OpenAI’s ChatGPT has been under scrutiny for its legal research capabilities, and a recent test by The Verge highlights both its strengths and limitations. Senior tech and policy editor Adi Robertson put the chatbot’s new “deep research” feature to the test, tasking it with summarizing recent court rulings related to Section 230 of the Communications Decency Act. The goal was to evaluate how well AI could handle one of the most frequently misunderstood laws on the internet.

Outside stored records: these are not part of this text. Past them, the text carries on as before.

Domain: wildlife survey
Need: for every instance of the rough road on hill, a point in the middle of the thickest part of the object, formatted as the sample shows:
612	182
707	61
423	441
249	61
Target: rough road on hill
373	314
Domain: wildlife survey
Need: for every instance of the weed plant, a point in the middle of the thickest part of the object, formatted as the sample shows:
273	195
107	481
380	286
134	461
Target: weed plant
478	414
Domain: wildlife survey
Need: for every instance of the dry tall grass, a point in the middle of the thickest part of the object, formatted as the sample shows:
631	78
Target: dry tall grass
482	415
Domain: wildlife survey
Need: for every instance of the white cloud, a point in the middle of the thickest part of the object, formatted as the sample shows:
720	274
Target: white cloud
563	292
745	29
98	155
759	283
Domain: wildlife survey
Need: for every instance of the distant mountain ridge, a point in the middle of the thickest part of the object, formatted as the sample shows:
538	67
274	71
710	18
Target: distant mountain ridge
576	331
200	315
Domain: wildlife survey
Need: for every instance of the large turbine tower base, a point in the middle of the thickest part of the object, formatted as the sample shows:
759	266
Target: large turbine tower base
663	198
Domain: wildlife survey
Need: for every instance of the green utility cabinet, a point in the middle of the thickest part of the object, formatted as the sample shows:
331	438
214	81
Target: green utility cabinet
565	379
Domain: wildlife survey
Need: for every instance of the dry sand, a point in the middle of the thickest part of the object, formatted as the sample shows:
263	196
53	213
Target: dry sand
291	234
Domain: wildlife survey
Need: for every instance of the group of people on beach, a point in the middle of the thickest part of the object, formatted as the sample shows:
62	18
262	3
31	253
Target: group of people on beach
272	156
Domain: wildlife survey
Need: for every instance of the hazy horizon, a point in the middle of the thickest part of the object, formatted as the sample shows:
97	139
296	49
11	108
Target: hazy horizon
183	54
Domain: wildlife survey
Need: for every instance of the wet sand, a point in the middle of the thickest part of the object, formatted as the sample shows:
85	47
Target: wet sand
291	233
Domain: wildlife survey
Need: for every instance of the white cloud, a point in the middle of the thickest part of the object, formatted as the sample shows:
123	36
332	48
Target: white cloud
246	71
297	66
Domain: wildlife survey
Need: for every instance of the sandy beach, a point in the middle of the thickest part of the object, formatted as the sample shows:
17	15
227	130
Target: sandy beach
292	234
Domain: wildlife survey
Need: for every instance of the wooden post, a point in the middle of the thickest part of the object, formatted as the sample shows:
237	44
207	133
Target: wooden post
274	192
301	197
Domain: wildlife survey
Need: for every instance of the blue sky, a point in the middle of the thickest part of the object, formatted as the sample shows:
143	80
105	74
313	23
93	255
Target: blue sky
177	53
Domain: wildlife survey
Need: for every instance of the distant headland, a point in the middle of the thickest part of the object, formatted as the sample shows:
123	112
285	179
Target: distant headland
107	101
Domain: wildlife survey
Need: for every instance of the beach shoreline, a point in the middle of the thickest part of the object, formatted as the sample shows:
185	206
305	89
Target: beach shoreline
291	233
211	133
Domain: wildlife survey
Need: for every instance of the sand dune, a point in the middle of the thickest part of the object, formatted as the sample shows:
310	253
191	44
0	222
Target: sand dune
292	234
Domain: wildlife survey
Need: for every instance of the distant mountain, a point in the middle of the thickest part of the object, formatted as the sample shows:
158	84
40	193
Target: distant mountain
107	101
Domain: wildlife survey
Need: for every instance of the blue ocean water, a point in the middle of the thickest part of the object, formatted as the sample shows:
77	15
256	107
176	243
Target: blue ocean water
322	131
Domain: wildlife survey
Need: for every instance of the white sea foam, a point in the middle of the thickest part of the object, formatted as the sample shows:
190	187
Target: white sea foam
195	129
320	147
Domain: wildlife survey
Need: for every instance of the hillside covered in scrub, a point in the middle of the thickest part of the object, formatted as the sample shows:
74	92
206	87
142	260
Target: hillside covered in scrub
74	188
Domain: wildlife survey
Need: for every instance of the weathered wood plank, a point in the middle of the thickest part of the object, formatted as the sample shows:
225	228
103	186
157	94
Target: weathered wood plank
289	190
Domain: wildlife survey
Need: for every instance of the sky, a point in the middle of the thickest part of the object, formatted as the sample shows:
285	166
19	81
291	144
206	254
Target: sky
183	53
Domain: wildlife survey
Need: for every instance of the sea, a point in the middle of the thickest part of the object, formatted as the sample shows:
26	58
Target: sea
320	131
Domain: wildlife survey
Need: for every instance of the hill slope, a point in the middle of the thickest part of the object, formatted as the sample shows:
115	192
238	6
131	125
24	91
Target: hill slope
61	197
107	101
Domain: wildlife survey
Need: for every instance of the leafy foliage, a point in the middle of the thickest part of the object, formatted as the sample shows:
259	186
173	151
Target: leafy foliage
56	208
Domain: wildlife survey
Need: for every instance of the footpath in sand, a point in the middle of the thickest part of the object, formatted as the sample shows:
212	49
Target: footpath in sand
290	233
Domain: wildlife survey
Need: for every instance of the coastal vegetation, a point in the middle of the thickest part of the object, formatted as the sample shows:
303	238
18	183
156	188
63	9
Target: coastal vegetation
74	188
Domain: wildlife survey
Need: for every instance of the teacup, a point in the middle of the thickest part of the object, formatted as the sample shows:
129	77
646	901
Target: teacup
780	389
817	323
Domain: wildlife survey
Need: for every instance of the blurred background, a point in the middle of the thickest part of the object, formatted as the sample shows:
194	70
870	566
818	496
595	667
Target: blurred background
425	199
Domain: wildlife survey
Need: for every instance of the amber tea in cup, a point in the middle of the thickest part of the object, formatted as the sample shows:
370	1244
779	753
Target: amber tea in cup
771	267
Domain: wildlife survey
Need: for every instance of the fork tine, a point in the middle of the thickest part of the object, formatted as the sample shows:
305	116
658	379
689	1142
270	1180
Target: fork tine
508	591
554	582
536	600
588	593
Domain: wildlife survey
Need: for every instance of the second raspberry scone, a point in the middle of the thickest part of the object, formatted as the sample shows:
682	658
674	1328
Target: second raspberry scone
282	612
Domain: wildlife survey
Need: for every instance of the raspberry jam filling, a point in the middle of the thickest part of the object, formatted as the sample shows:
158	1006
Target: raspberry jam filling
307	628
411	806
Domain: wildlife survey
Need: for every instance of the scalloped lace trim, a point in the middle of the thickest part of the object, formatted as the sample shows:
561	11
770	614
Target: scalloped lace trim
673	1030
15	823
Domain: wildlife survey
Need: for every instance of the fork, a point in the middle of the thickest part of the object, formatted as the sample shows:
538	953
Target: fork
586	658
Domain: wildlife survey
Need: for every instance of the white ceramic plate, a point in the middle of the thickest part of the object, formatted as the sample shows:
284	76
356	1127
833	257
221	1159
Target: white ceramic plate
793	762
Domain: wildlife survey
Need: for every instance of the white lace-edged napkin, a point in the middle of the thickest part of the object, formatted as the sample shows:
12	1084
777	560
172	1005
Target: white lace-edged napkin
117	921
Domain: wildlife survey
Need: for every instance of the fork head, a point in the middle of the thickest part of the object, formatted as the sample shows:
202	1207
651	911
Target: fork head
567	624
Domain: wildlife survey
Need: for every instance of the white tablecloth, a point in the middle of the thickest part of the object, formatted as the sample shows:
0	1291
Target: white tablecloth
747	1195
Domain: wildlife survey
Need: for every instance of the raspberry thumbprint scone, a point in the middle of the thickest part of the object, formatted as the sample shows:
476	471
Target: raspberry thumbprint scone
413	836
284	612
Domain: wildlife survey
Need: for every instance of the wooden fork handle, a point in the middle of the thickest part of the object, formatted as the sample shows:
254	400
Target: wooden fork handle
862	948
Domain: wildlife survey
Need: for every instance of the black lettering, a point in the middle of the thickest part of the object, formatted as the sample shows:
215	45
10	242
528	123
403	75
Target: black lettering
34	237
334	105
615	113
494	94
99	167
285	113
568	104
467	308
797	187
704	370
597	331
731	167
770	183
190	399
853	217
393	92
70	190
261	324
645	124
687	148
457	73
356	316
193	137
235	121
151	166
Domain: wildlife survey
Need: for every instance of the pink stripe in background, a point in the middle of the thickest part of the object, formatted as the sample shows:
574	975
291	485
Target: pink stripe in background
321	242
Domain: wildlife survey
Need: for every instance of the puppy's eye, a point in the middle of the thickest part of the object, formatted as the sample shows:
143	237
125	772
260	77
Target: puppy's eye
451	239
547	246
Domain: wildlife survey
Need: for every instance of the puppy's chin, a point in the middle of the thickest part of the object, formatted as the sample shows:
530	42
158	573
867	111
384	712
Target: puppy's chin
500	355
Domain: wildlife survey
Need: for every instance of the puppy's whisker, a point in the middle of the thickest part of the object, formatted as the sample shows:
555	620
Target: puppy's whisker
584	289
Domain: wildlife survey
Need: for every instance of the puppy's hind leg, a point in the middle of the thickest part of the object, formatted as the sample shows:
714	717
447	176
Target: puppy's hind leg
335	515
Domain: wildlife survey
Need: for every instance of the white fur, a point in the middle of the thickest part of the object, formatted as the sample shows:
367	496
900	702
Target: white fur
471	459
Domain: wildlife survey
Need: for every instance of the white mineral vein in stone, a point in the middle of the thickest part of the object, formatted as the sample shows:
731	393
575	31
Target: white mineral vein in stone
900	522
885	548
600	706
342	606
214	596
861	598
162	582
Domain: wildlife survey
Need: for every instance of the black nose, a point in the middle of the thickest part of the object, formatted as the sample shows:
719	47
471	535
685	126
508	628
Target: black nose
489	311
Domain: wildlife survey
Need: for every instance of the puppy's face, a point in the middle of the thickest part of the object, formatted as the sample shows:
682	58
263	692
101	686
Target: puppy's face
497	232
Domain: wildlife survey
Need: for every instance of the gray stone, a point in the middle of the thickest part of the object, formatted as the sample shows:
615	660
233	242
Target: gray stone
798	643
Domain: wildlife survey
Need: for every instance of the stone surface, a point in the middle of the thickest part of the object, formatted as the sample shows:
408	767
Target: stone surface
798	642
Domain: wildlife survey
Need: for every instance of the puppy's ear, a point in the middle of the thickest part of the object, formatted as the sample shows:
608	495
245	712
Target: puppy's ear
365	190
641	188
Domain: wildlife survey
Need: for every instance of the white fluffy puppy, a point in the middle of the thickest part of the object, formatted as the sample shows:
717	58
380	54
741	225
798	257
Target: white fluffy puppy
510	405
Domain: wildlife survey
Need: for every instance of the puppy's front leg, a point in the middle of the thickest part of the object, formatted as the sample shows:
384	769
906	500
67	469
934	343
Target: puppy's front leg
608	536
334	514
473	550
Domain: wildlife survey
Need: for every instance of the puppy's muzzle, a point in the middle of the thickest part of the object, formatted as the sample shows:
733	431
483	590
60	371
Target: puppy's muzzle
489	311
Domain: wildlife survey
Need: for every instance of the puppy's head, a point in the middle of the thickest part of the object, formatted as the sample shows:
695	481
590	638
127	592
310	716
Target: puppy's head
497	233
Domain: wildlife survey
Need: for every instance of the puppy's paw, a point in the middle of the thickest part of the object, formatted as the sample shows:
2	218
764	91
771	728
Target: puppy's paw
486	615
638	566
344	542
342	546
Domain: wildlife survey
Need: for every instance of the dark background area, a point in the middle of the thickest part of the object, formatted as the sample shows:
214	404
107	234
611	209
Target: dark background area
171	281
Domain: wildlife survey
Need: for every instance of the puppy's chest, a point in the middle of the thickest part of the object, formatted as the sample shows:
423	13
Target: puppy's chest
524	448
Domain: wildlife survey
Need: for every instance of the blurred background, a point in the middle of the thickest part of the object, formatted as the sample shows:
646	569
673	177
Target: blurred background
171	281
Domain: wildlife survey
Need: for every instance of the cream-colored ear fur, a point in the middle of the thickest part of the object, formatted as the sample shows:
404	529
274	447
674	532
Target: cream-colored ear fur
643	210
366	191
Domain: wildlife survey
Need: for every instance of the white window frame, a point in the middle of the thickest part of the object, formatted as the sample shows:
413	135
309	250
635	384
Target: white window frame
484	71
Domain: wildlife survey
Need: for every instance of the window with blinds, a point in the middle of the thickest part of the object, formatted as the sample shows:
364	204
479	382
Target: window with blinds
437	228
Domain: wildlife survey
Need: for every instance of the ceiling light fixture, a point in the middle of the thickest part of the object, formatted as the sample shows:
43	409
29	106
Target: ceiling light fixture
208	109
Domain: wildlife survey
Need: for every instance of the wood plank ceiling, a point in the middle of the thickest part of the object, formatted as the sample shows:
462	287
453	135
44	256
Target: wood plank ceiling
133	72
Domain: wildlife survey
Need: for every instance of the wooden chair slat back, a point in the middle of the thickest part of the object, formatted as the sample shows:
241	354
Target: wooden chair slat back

Read the original story on The Verge.
The results were mixed. ChatGPT correctly identified and summarized real legal cases, avoiding the common AI pitfall of fabricating citations. The output was formatted well, with footnotes and explanations that added clarity to the research process. However, the chatbot failed to capture the full scope of legal developments from the past five years, omitting crucial rulings from 2024. Legal expert Eric Goldman, who reviewed the report, noted that while the chatbot’s case selection was reasonable, its omissions skewed the overall picture.
Goldman also pointed out that ChatGPT struggled to account for broader trends influencing Section 230 litigation, such as shifting judicial attitudes and political pressure against tech companies. While the bot delivered technically accurate summaries, it lacked the deeper contextual analysis that human experts provide.
Interestingly, other users at The Verge encountered similar gaps in their reports but were able to correct them by explicitly requesting data from 2024. This raises questions about how ChatGPT prioritizes recent information, given that OpenAI promotes deep research as a tool capable of accessing up-to-date web sources. The inconsistencies suggest that while the system is advancing, it still requires careful oversight and refinement.
For legal professionals and researchers, AI-driven tools like ChatGPT’s deep research feature may offer valuable starting points, but they aren’t yet reliable substitutes for expert analysis. OpenAI acknowledges that hallucination issues persist, and as this test shows, even when the bot avoids outright misinformation, its selective omissions can be just as misleading.
As AI research tools continue to evolve, their ability to balance accuracy, completeness, and contextual awareness will be critical. For now, users should approach them with caution—useful for preliminary research, but not a replacement for human expertise.